Collections is a series from The Show devoted to the things we acquire and treasure.
Bola ties have been Arizona’s official state neckwear since 1971.
They have a distinctly Western feel, so it makes sense that the Desert Caballeros Western Museum in Wickenburg has such a large collection — about 300 — of them.
The legend goes that in the 1940s or 1950s, a man named Vic Cedarstaff put his hat band around his neck because he didn’t want to lose it on a trail ride. This inspired him to design and patent the classic bola tie slide. He based the name off of a bola rope, which has a similar shape.
One of Arizona’s biggest bola tie — also sometimes called the bolo tie — proponents was Bill Close, an anchor on KOOL-TV for 28 years. He wore one on air every night, and the museum has his collection of over 200 bola ties.

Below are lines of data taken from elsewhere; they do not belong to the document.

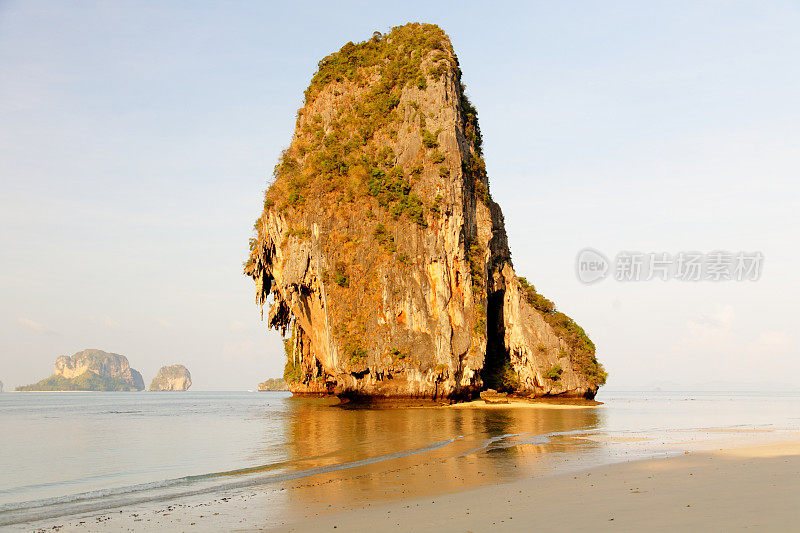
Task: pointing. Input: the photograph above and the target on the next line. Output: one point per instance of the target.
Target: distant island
(172, 378)
(273, 384)
(90, 370)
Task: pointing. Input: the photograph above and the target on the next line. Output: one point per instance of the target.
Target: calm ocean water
(78, 452)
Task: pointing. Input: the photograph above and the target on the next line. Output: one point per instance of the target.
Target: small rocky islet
(96, 370)
(172, 378)
(383, 252)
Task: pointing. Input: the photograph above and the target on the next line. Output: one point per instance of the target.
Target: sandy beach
(730, 488)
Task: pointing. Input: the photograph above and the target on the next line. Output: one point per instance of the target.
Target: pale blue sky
(136, 140)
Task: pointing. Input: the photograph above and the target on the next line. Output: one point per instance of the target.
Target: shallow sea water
(66, 453)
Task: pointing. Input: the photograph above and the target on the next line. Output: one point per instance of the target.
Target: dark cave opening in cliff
(497, 372)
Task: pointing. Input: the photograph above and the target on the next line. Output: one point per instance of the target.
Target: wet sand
(757, 487)
(731, 488)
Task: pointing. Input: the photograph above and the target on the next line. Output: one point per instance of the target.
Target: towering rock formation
(382, 250)
(172, 378)
(94, 370)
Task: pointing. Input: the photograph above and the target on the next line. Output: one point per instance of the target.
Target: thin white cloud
(712, 331)
(771, 343)
(33, 325)
(237, 326)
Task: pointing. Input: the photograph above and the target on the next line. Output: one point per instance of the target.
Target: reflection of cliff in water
(430, 450)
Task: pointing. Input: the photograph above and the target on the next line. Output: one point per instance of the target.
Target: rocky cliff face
(172, 378)
(273, 384)
(381, 250)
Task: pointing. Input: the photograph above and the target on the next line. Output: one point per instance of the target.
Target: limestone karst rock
(172, 378)
(383, 252)
(273, 384)
(91, 369)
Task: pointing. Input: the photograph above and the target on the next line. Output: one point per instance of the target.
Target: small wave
(14, 513)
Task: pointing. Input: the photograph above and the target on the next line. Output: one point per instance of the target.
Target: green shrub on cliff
(582, 349)
(554, 373)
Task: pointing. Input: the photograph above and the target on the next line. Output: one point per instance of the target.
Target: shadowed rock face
(172, 378)
(383, 251)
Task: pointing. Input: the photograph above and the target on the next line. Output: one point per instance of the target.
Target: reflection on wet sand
(422, 451)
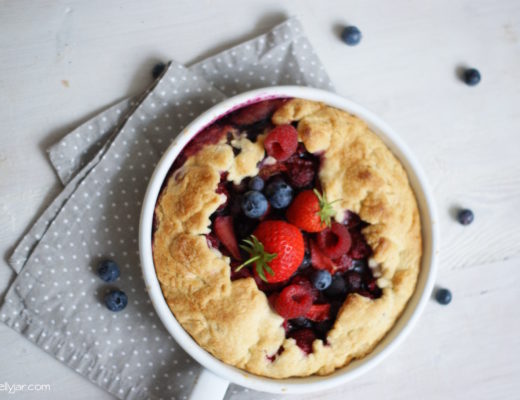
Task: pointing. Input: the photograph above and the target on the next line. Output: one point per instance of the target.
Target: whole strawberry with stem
(276, 248)
(310, 211)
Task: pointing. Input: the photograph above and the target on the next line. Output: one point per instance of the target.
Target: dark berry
(351, 35)
(358, 266)
(337, 288)
(354, 280)
(279, 193)
(471, 77)
(256, 183)
(158, 69)
(443, 296)
(321, 279)
(465, 217)
(116, 300)
(108, 270)
(254, 204)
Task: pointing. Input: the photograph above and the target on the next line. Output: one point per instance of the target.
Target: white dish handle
(209, 386)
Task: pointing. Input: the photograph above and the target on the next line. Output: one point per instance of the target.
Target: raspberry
(304, 339)
(293, 301)
(318, 312)
(212, 241)
(334, 241)
(359, 248)
(300, 171)
(344, 263)
(281, 142)
(267, 171)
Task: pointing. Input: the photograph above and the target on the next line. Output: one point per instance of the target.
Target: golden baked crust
(233, 319)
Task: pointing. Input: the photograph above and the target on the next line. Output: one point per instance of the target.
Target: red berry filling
(304, 339)
(334, 241)
(340, 249)
(223, 227)
(293, 301)
(281, 142)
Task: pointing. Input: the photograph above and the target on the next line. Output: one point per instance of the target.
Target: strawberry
(293, 302)
(281, 142)
(304, 339)
(310, 211)
(320, 260)
(334, 241)
(277, 248)
(318, 312)
(223, 227)
(255, 112)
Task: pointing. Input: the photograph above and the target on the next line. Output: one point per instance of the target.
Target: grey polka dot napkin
(105, 164)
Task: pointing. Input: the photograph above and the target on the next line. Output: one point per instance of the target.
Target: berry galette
(287, 239)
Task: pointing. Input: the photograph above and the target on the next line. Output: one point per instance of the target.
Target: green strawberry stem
(326, 211)
(259, 256)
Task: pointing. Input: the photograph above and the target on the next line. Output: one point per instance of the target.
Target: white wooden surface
(468, 140)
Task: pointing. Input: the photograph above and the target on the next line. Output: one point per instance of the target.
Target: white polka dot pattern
(56, 300)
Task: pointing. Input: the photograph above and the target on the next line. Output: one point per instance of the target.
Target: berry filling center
(277, 228)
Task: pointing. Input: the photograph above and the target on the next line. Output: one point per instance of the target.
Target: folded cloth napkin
(105, 164)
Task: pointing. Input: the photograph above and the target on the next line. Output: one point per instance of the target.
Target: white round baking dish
(213, 384)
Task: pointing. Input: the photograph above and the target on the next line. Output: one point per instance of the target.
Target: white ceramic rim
(403, 325)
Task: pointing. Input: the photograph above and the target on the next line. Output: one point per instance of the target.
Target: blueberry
(116, 300)
(351, 35)
(279, 194)
(158, 69)
(465, 217)
(337, 288)
(108, 270)
(301, 322)
(354, 280)
(443, 296)
(254, 204)
(321, 279)
(359, 266)
(471, 76)
(256, 183)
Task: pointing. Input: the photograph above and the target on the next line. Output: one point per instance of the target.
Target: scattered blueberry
(351, 35)
(279, 193)
(465, 216)
(471, 76)
(443, 296)
(116, 300)
(108, 270)
(337, 288)
(301, 322)
(254, 204)
(321, 279)
(256, 183)
(158, 69)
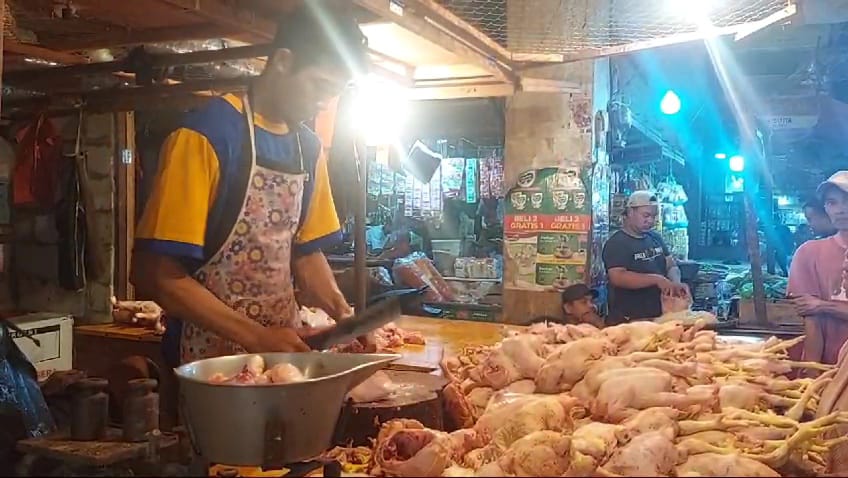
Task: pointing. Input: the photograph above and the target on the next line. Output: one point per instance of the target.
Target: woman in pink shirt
(817, 278)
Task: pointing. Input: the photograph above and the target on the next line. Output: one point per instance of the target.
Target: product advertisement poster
(546, 228)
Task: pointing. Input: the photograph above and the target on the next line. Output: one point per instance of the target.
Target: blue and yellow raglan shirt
(202, 177)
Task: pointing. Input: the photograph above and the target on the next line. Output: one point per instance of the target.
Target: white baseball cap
(643, 198)
(839, 180)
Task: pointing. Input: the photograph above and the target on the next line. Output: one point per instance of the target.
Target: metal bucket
(269, 425)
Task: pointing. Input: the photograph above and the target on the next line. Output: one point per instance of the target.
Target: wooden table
(99, 349)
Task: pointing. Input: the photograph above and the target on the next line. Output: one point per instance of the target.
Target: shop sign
(778, 123)
(546, 227)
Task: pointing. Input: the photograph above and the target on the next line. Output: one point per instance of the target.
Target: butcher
(817, 278)
(241, 205)
(639, 265)
(578, 305)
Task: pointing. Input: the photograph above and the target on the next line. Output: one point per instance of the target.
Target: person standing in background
(639, 265)
(816, 279)
(818, 219)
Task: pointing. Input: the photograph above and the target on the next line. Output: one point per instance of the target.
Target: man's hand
(278, 339)
(807, 305)
(668, 287)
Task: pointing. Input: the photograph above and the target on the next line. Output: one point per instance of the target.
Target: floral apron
(251, 272)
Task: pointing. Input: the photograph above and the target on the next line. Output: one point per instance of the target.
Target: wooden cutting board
(420, 358)
(418, 396)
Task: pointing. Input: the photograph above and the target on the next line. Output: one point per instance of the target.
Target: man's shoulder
(219, 119)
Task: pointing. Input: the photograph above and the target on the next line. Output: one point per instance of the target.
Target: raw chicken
(649, 454)
(284, 373)
(568, 364)
(714, 464)
(541, 453)
(598, 440)
(375, 388)
(405, 448)
(254, 373)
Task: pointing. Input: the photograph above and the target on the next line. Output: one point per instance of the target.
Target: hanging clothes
(39, 159)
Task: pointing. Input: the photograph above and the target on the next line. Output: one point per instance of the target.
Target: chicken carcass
(714, 464)
(568, 364)
(375, 388)
(405, 448)
(517, 358)
(514, 416)
(649, 454)
(541, 453)
(626, 391)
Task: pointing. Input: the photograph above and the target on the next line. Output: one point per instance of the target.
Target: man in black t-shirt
(639, 265)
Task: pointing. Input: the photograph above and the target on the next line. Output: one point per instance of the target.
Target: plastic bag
(673, 304)
(416, 271)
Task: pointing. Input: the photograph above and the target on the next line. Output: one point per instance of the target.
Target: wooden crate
(780, 311)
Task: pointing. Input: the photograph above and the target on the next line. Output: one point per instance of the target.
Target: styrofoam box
(55, 334)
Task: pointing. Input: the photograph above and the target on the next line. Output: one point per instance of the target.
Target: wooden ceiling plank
(119, 38)
(446, 19)
(228, 14)
(482, 90)
(156, 60)
(428, 31)
(41, 53)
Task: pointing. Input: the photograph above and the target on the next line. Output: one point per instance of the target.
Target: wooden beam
(449, 92)
(128, 99)
(427, 30)
(739, 31)
(230, 14)
(448, 21)
(125, 168)
(122, 37)
(541, 85)
(156, 60)
(41, 53)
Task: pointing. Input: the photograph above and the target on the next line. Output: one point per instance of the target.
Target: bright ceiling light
(670, 103)
(737, 163)
(381, 110)
(695, 12)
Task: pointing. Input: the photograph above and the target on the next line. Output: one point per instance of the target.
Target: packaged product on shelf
(416, 270)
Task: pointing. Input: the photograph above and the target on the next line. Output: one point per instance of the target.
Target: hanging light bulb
(670, 103)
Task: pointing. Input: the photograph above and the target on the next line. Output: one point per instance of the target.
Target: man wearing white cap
(639, 265)
(818, 278)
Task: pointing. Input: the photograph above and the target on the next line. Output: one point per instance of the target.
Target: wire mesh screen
(576, 26)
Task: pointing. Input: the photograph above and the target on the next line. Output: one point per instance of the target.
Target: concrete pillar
(544, 130)
(36, 248)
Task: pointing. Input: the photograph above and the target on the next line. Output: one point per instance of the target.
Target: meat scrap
(386, 339)
(255, 373)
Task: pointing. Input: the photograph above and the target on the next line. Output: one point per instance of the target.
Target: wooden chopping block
(419, 397)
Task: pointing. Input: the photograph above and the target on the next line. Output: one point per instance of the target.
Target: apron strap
(221, 226)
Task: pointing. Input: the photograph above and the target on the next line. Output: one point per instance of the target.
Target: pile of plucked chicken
(639, 399)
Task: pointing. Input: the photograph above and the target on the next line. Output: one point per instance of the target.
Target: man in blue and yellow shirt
(241, 204)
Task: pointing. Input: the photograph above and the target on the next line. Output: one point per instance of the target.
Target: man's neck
(842, 237)
(262, 105)
(630, 231)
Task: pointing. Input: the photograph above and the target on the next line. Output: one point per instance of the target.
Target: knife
(346, 331)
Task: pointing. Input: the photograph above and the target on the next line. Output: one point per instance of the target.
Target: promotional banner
(546, 228)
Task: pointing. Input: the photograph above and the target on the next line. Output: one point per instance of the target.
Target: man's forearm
(318, 285)
(633, 280)
(674, 274)
(165, 282)
(813, 340)
(838, 309)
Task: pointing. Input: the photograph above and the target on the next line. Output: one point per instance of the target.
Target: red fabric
(36, 175)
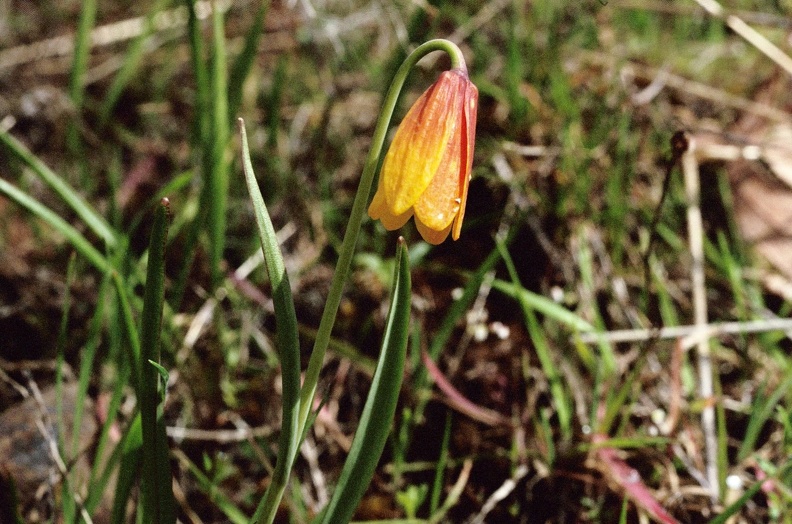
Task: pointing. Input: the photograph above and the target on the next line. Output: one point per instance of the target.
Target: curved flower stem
(356, 217)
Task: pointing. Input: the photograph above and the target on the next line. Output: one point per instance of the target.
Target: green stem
(356, 217)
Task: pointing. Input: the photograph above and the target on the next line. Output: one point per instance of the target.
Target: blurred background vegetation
(129, 102)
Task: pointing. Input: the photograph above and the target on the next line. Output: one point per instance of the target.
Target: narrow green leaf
(544, 305)
(562, 401)
(157, 496)
(377, 417)
(217, 176)
(92, 219)
(288, 343)
(82, 46)
(128, 471)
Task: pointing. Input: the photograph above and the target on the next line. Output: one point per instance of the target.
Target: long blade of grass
(75, 238)
(201, 131)
(212, 491)
(86, 364)
(763, 409)
(218, 174)
(128, 471)
(288, 343)
(157, 496)
(92, 219)
(376, 420)
(543, 305)
(561, 400)
(82, 42)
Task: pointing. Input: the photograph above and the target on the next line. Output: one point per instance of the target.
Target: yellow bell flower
(427, 168)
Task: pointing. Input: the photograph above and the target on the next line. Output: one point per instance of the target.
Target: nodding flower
(427, 168)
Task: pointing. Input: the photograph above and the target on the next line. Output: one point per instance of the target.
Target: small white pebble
(734, 482)
(500, 330)
(752, 152)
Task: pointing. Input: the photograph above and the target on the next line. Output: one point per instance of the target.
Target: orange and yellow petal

Many of the museum’s bola ties, along with trophies from bola tie competitions and boxes of archives for the Arizona Bola Tie Society, live in the curatorial offices in the basement. Employees have to wear gloves while handling the ties so oils from their hands don’t damage them. The ties on display get rotated out for the ones downstairs every few months.
Mary Ann Igna, deputy director and curator at the Desert Caballeros Western Museum, shared more about the history of the ties and the collection.

MARY ANN IGNA: We are in the Wickenburg West exhibition, and Wickenburg is known for its bola ties. Vic Cedarstaff was here in Wickenburg back in the 1940s and 50s, and he designed one of the classic bullet ties and actually patented his slide. He was out on a trail ride one day and his hat blew off, and he didn't want to lose the hat band, because it was a really nice one, so he put it around his neck. And that gave him the idea, well, maybe he should make actually a tie that would go around somebody's neck. That was similar to a hat band. He was the one of the ones who really got the state legislature to make the bolo tie Arizona's official state neckwear in 1971.
When Mr. Cedarstaff created his version of it, he called it the bola tie, not bolo. There's quite a bit of controversy as to what it should be called, and he based it on the fact that the bola is a rope that's from South America that they use to capture ostriches and cattle and things like that. They throw the rope around the animal's feet, and it's called a boliadera. So he thought his bola tie looked kind of like that, whereas a bolo is actually a machete type knife. So that's why in Wickenburg, at least, it's called a bola. ...
There's one that's from the Navajo Nation Police Department. And it actually is a breakaway bola. So if somebody grabbed it, it would break. … So the police officer wasn't strangled by it. There's a little rattlesnake one. We had one gentleman one time was making them, one of our volunteers, and he made one from his pacemaker. It was a very expensive bola tie.